The group said a fall in pork prices in China was the main reason its half-year revenues fell 9 per cent to £38.5million and profits from £4.8million to £900,000, as it led to a drop in demand for its antibiotic Aivlosin. The volatile market in China – which accounts for more than 40pc of Eco Animal Health’s business – has affected a number of other companies.
But Eco Animal Health also took a wallop from putting a long-term project on the back-burner. Shares in the Surrey-based group tumbled 20.2 per cent, or 40.5p, to 160p.
Shareholders were reassured enough to send Hochschild up 14.3 per cent, or 17.4p, to 139.4p.
It has regained much ground since Monday’s nosedive – though it is still some way from the 165p it was worth at last Friday’s close.
The tumble could, as analysts are now pointing out, cost Hochschild its place in the FTSE 250.
Index overseer FTSE Russell will use companies’ market value at the close on Tuesday to determine which firms will be in the FTSE 100 and 250 – and which will be booted out. Darktrace (down 1.9 per cent, or 9.4p, to 479.6p) is among the favourites to lose its place in the Footsie reshuffle, which comes into effect in December.
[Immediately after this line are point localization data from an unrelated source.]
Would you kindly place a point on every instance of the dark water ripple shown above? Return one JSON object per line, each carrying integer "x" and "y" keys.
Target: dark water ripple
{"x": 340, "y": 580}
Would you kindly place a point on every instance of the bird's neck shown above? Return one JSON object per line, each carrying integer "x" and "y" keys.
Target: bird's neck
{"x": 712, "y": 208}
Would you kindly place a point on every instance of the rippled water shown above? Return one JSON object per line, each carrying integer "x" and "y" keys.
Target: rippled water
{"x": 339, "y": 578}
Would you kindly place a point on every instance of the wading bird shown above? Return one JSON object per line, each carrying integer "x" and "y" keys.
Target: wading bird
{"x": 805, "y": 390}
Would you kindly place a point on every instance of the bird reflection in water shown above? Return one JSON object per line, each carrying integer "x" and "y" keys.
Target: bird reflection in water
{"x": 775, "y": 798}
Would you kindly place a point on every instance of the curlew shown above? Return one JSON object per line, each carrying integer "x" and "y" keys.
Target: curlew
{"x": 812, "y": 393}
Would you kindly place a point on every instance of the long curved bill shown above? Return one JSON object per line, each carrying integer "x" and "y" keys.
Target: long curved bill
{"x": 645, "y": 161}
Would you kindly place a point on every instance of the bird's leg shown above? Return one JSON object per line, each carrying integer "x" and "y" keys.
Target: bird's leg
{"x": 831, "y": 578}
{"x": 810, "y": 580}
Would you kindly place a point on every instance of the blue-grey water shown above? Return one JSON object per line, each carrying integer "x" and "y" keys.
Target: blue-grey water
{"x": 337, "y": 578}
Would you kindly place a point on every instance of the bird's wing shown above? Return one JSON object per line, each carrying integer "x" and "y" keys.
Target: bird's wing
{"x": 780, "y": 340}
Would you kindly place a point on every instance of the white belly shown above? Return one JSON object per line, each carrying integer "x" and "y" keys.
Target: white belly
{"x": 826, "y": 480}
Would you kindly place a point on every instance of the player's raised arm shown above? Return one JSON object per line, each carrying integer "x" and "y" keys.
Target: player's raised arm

Meanwhile chemicals maker Johnson Matthey’s decision to exit the electric battery market could also cost it its place in the blue-chip index. Johnson Matthey was flat at 2135p last night.
The indexes had a muted but ultimately positive day with the FTSE 100 rising 0.33 per cent, or 24.05 points, to 7310.37, and the mid-cap FTSE 250 by 0.49 per cent, or 112.90 points, to 23279.96.
The boss of Cake Box (down 7.4 per cent, or 30p, to 375p) and his wife will land a £10.5million payday after selling down their stake in the egg-free bakery chain.
Sukh Chamdal and his wife Santosh sold 3m shares in the group ‘in response to investor demand’, though they still have a 25 per cent holding worth around £36million.
Mitchells & Butlers rose 3.6 per cent, or 8.4p, at 244.4p after the pub and restaurant group – which owns Harvester and All Bar One – said sales had improved markedly in August and September and were 2.7pc ahead of the same period in 2019.
In the retail sector Mothercare (up 3.1 per cent, or 0.58p, to 19.4p) returned to profit in the first half of the financial year after it implemented measures to improve profitability.
The embattled High Street retailer booked a £3.6million profit in the six months to September 25, bouncing back from a £13.2million loss a year earlier.
Crowne Plaza and Holiday Inn-owner Intercontinental Hotels Group (up 2.8 per cent, or 135p, to 5042p) received a rare double upgrade, courtesy of Jefferies, which also highlighted Premier Inn-owner Whitbread (up 2.8 per cent, or 84p, to 3108p) as another top pick in the leisure sector in an upbeat broke note. The pair were among the top Footsie risers.
Airport services group John Menzies rallied 2 per cent, or 5.5p, to 288p after it landed an extension to a long-standing arrangement with Easyjet across 21 airports in Europe.
Under the renewed contract, Menzies will take on tasks such as cabin cleaning and de-icing for the carrier, which it has worked with for 15 years.